Do tej pory separatyzm budził lęk, ale na wschodzie. W końcu tam powstały wspierane przez Rosję separatystyczne republiki i od czasu do czasu słychać o separatystycznym podziemiu w rosyjskojęzycznych miastach: Charkowie, Mariupolu, czy Odessie. Separatyzm na zachodzie kraju tlił się w środowiskach marginalnych i wśród kanapowych aktywistów. Wspierany po cichu przez Moskwę i prorosyjskich oligarchów (np. Wiktora Medwedczuka), ale nigdy nie wyszedł poza granice lokalnego folkloru.

Separatyści na kanapie

We Lwowie, Iwano-Frankowsku i innych miastach historycznej Galicji od dawna działały różne stowarzyszenia i organizacje propagujące kulturową odmienność regionu. Po rewolucji na Majdanie w 2014 r. przez chwilę głośno było o Europejskim Zgromadzeniu Galicyjskim i Ukraińskiej Partii Galicyjskiej. Te dwie największe organizacje „galicyjskich separatystów” nigdy nie wyszły poza format kanapowych stowarzyszeń i konferencji miejscowej inteligencji zauroczonych historią regionu. Jedną z kluczowych postaci i organizatorów ruchu był dawniej znany z propolskich sympatii lwowski historyk Wołodymyr Pawliw.

– We Lwowie mówiło się wtedy, że ruch galicyjski wspiera oligarcha Medwedczuk i działa w interesie Rosji, by osłabiać Ukrainę od zachodu – mówi Borkowski. – Okazało się, że „galicyjski separatyzm” nie chwycił jako projekt polityczny i umarł śmiercią naturalną.

O partiach i stowarzyszeniach promujących ideę niezależności Galicji wkrótce ucichło. Ale strach przed zmianą władzy w Kijowie i podgrzewaną w czasie kampanii wyborczej „prorosyjskością” Zełenskiego zrobił swoje.

– Zaufanie do nowej, kijowskiej władzy na Zachodzie będzie niskie, ale nie przełoży się to na separatyzm, jeśli nowy prezydent nie będzie realnie zbliżał się z Rosją, na co się nie zanosi – mówi Antypowicz. – Nie znaczy to również, że mieszkańcy Galicji automatycznie będą chcieli przyłączenia do Polski.

W rysowanych po ukraińskiej rewolucji teoriach ideologów rosyjskiej ekspansji Ukraina powinna być rozebrana. Jej wschód i centrum powinna wziąć Rosja, w zachód Polska i Węgry. Takie wizje co chwilę przewijają się przez media i portale rosyjskich nacjonalistów i ideologów tzw. euroazjatyzmu.
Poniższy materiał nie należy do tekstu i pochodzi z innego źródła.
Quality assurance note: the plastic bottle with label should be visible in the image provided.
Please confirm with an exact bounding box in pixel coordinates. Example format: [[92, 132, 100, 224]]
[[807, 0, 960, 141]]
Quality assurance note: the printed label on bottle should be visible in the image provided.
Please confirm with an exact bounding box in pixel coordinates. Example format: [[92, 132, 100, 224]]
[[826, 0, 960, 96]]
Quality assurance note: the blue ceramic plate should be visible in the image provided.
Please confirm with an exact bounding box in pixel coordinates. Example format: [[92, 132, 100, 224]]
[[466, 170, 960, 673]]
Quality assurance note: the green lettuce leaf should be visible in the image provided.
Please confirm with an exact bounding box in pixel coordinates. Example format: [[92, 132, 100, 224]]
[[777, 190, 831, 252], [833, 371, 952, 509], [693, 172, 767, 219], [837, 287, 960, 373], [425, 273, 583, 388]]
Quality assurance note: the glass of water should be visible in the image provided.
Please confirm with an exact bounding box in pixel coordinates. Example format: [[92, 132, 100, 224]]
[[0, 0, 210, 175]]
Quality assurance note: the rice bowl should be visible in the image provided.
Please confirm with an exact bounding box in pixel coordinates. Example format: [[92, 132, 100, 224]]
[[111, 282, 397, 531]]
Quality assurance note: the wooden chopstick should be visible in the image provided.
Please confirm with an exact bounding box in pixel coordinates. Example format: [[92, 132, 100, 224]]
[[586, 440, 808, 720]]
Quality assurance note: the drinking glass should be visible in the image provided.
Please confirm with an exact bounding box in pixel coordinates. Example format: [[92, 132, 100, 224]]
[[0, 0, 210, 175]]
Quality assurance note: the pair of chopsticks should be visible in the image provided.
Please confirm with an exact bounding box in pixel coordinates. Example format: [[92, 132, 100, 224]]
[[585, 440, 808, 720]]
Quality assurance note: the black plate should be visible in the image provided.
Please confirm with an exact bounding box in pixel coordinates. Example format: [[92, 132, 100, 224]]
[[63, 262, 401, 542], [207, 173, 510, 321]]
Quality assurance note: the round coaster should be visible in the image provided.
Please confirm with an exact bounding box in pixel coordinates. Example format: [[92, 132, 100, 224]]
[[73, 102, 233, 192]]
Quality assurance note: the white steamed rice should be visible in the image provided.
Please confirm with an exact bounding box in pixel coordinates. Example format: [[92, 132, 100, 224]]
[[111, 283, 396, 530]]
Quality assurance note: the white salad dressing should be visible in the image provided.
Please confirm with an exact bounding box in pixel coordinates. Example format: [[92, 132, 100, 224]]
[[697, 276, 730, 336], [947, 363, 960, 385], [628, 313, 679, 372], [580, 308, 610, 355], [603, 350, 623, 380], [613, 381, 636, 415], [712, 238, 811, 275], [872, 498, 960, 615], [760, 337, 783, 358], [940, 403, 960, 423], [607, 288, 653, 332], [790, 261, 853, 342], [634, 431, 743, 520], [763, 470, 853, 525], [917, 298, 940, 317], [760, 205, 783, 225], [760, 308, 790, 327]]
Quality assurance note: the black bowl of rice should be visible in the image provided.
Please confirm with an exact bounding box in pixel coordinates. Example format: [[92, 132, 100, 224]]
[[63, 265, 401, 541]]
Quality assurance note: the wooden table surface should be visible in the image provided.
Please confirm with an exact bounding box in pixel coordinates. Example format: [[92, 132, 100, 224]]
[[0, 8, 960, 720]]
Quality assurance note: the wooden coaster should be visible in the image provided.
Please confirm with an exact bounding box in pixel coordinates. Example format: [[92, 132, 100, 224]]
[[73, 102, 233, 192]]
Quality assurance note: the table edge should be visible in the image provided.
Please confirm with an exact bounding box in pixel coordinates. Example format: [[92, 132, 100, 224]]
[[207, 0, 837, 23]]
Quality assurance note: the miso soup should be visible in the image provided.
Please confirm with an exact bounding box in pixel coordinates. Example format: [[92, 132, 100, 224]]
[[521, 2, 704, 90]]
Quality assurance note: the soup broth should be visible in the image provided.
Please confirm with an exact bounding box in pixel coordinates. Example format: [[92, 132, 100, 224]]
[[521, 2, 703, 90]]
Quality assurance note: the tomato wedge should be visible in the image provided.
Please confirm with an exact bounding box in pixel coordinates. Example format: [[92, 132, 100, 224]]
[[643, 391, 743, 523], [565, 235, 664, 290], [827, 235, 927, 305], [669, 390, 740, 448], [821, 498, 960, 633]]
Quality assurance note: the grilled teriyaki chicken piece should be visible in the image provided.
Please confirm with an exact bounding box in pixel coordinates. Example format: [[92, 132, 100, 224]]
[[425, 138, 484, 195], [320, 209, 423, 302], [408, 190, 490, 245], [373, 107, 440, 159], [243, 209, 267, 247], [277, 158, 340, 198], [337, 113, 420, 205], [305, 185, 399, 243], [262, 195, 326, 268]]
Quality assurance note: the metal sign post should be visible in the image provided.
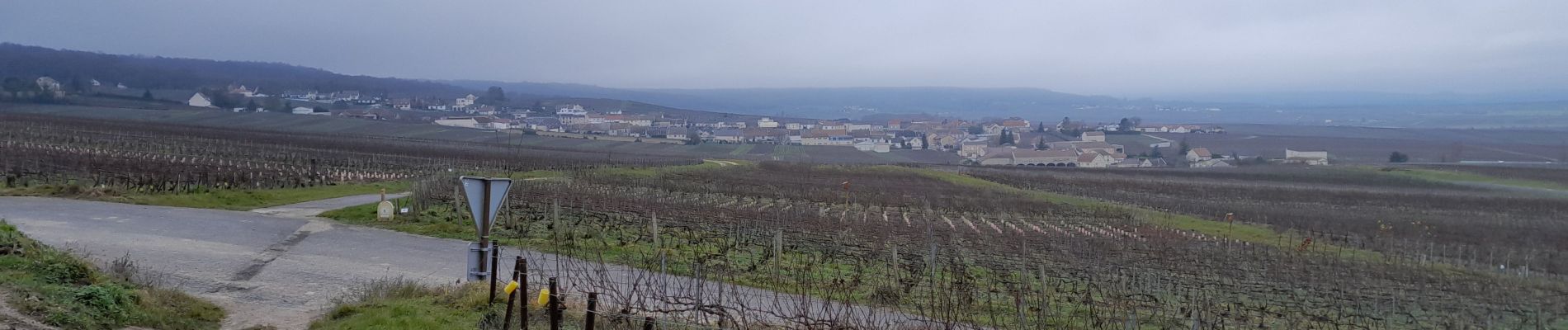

Zakładają oni, że mieszkańcy Lwowa po prostu czują się bardziej przywiązani do Polski, niż Kijowa.

Dlatego sondaż, który zleciło Zerkało Tyżnia powinien być opublikowany, jako skuteczna szczepionka na tego typu idee. Pokaże on z pewnością słabe zaufanie mieszkańców Lwowa do Zełenskiego, ale nie chęć rozbicia Ukrainy na kawałki.